With the obsolescence of the candle as an everyday object, ‘candle-snatcher’ has lately dropped from usage. Essentially, it is a lost spirit, or revenant, suspended between this world and the next, although there are numerous accounts of faerie sprites pretending to be revenants in order to make mischief, such as Peggy Pickwick whose theft of a candle is blamed for the Great Fire of Lunden.
The Catholic Church long maintained that the primary cause of suspension of the human spirit is a failure to baptise children, citing the childlike behaviour of Candlesnatchers as proof; however, this is contradicted by the works of Pliny the Elder and Aristotle which describe similar phenomena long before the advent of Christianity. Today, most authorities agree the cause of spiritual ‘suspension’ remains unknown.

Although uncanny, candlesnatchers are harmless and are usually discouraged with an unkind word or, on the rare occasion they prove persistent, with a show of iron or steel whose magnetic properties are anathema to all forms of magick. The majority are ephemeral, although folklore suggests those with a permanent home near water can survive for many decades, albeit a number of these may be the elemental spirits which habitually frequent watercourses. Despite this partiality for water, candlesnatchers are, like all magickal phenomena, unable to cross running water owing to the etheric field created by the current.

Much of this is necessary to understand the candlesnatcher’s purpose in MacGregor’s narrative.

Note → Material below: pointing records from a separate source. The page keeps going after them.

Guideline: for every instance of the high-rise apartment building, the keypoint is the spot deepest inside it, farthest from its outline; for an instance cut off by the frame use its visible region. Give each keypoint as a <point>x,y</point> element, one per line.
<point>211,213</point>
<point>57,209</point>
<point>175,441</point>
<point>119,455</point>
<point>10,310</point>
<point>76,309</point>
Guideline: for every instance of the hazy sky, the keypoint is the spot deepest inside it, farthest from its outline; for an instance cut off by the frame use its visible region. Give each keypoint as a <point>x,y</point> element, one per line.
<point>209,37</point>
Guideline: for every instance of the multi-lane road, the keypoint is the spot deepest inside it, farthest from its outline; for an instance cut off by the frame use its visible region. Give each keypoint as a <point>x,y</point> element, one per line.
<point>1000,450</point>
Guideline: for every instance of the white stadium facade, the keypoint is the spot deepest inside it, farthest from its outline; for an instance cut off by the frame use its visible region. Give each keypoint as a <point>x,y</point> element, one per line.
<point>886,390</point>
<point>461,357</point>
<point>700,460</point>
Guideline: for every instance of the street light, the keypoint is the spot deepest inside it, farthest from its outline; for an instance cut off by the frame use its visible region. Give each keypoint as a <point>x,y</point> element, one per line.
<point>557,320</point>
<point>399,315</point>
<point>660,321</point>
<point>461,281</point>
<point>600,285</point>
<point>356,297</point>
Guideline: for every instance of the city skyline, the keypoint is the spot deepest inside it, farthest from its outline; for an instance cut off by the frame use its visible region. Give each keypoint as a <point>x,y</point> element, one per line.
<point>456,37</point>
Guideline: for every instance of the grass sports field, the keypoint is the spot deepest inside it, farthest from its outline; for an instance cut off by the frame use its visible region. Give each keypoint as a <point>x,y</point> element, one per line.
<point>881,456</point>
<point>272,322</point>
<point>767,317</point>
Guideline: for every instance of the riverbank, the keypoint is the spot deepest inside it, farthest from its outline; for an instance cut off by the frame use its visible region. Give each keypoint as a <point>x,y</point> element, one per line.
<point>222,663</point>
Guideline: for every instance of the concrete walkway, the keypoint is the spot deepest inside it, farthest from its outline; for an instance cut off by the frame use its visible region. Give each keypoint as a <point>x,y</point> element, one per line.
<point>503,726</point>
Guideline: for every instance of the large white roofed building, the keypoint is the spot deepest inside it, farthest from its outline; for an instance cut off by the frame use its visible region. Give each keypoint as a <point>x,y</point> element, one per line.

The most obvious is it immediately introduces the supernatural, for, as MacGregor informed us, “The chief concern of this novel is magick.”
The less obvious purpose is to illustrate an aspect of Captain Wolfe’s character. A candlesnatcher is an interstitial phenomenon and trapped in a permanent state of unbelonging, as is Captain Wolfe whose clearsight prevents him being the son his father wished and the heroic officer he wishes to be. In essence, Captain Wolfe’s reaction to the candlesnatcher mirrors the loathing in which he holds himself.